[Histoire]
Gotham City, 19h03, un tremblement de terre d’intensité 7.6 sur l’échelle de Richter détruit la ville. Les immeubles s’effondrent, les incendies font rage, des citoyens innocents meurent dans les décombres ou sous l’eau…
Les différents justiciers (Batman, Nightwing…), les héros du quotidien (Gordon, Bullock…) et même les antagonistes pas forcément du bon côté de la loi (Catwoman, Azraël…) font face à une menace naturelle, sans précédent, bien plus grave qu’à l’accoutumée.
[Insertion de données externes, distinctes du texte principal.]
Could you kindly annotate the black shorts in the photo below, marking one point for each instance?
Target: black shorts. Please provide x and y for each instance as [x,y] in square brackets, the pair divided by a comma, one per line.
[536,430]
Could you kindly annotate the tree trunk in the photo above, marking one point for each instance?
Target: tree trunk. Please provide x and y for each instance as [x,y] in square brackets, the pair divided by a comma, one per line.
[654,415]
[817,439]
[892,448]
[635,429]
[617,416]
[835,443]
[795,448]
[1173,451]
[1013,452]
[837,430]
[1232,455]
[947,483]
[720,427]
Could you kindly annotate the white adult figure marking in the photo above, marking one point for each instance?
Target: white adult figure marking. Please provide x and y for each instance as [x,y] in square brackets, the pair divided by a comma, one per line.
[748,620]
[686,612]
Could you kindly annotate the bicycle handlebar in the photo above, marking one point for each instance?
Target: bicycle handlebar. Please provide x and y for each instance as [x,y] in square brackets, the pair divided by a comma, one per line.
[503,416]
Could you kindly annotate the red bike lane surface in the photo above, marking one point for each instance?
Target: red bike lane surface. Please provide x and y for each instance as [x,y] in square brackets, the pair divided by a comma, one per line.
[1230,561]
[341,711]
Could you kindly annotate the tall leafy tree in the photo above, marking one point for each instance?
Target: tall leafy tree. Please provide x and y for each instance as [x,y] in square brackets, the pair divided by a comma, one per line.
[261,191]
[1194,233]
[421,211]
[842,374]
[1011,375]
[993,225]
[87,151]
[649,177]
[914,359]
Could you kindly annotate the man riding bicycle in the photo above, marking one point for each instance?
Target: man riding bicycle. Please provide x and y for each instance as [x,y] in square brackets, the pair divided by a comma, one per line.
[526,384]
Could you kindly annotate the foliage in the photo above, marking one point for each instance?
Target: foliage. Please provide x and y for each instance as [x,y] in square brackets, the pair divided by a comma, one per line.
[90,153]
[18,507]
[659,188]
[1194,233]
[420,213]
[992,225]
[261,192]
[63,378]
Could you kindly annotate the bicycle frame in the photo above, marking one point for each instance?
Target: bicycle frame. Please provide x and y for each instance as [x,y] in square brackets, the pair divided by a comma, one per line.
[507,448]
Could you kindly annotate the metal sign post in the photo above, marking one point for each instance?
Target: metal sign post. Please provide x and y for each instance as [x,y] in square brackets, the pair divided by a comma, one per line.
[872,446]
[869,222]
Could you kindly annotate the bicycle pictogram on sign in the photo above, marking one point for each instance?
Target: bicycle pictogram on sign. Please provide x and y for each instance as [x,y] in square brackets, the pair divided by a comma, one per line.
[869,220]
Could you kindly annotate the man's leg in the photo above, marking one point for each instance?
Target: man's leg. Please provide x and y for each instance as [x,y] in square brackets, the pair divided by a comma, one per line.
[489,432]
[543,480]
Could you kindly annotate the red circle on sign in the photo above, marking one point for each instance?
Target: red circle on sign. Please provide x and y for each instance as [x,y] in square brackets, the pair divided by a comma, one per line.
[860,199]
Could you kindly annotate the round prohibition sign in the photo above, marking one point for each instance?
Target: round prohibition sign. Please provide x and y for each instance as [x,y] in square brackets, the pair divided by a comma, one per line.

Chacun aide comme il peut et affronte cette épreuve, aussi injuste soit-elle et face à laquelle il ne peuvent concrètement « rien faire ».
[Critique]
Ouvrage assez conséquent de 462 pages, Cataclysme se divise en seize chapitres et plusieurs interludes, ainsi qu’un court prologue et épilogue. Chaque chapitre provient d’une série différente du Batverse (comme pour Knightfall) : Batman, Detective Comics, Shadow of the Bat, Catwoman, Nightwing, etc. (détails dans la section À propos). Certains sont même inédits pour cette version française, à savoir Azrael #40, Catwoman #57, Robin #52 et Batman Arkham Asylum – Tales of Madness #1, qui sont parfois volontairement « coupés » pour rester focaliser sur l’histoire principale.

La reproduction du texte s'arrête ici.